And she approached Hank, lifting the syringe.

Chapter 22

Atonement

 

“No! What is that? No, please. Stop!” Hank cried.

Jax could hear him struggling under the harness.

“He doesn’t know. Neither of us know!” Jax shouted.

Narasimha checked the needle. She was really going to inject Hank.

“Do it to me! I can help you,” Jax said.

It was all wrong: Hank was trying to bring out her animal side, and make her lose control, wasn’t he? Now she was going to inject Hank with something.

She didn’t listen to either of them. The needle went into Hank’s arm. The plunger compressed. When she pulled it out, Hank spat at her. He screamed and cursed.

“That’s not a full dose,” she said. “No, not like the one you gave to my Rema, my hyena. You remember Rema? She couldn’t say very much when we found her in that hospital. No, poor Rema will be crippled for the rest of her life. But she is strong. Not like a human.” Narasimha slid the syringe into a recycling duct. “If this doesn’t kill you, then I will give you the full dose.”

Jax could hear Hank struggling in his restraints. Was it actually the same tormenting serum that Hank had given to the hyena? The straps would hold back the grotesque distortions his body would be trying to make.

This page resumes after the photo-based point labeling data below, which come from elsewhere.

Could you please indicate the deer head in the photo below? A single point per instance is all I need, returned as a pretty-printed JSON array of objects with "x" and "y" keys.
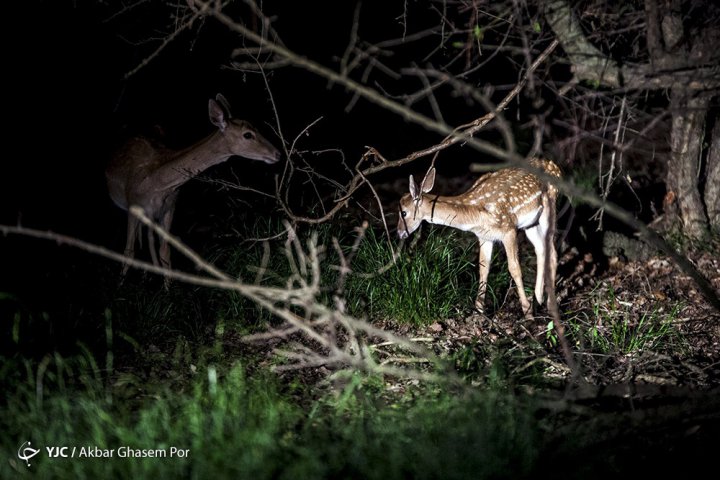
[
  {"x": 411, "y": 204},
  {"x": 241, "y": 137}
]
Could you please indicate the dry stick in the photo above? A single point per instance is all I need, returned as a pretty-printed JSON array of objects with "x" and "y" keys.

Jax could already hear him sucking in spasmodic breaths.

“Aaahhhhh!” Hank’s scream rose to an unbearable shriek.

Narasimha walked to the other side of the cargo hold and began manipulating a small section of a wall screen.

“It’s the … DN … DNA. All in the … in the DNA.” Hank was starting to ramble.

Jax caught another movement inside the cargo hold. Something white. It slid over a box and came across the floor to Jax. Of course it was Moxie. Jax felt both relieved and frustrated to see her. She was here again, miraculously, but could there be someone else with her? She stood and rested her paw on Jax’s leg. He started to struggle in the harness.

“Please, Moxie,” Jax whispered. He kept watching the rest of the compartment, hoping Grimshaw would appear as well. “Straps. Chew the straps.”

Moxie turned her head and then scurried back into the boxes. No, it was too much to hope for, but how had she gotten into the plane? Maybe this time she had only come to watch them be tortured and killed.

Narasimha turned around from the wall screen and started to approach Jax and Hank.

“No … controls,” Hank mumbled. “No way … to access the computer in the … pyr-pyramid. eeeeEEEEE—inside of yourself! The peptide … transmitters.”

“So weak,” Narasimha said to Hank. Then she turned to Jax. “I would rather have seen you under the drug. Could you have fought it?”

“Nara, our third warehouse has just been attacked,” the warthog said from where it stood in the doorway to the cockpit. “Krishna—he was killed!” it bleated.

Narasimha snarled. “What?” She looked at Hank, then back to the warthog. With another growl, she turned and went into the cockpit.

Jax heard the scratch of Moxie climbing over boxes toward him again. She came quickly to his side and began biting the straps.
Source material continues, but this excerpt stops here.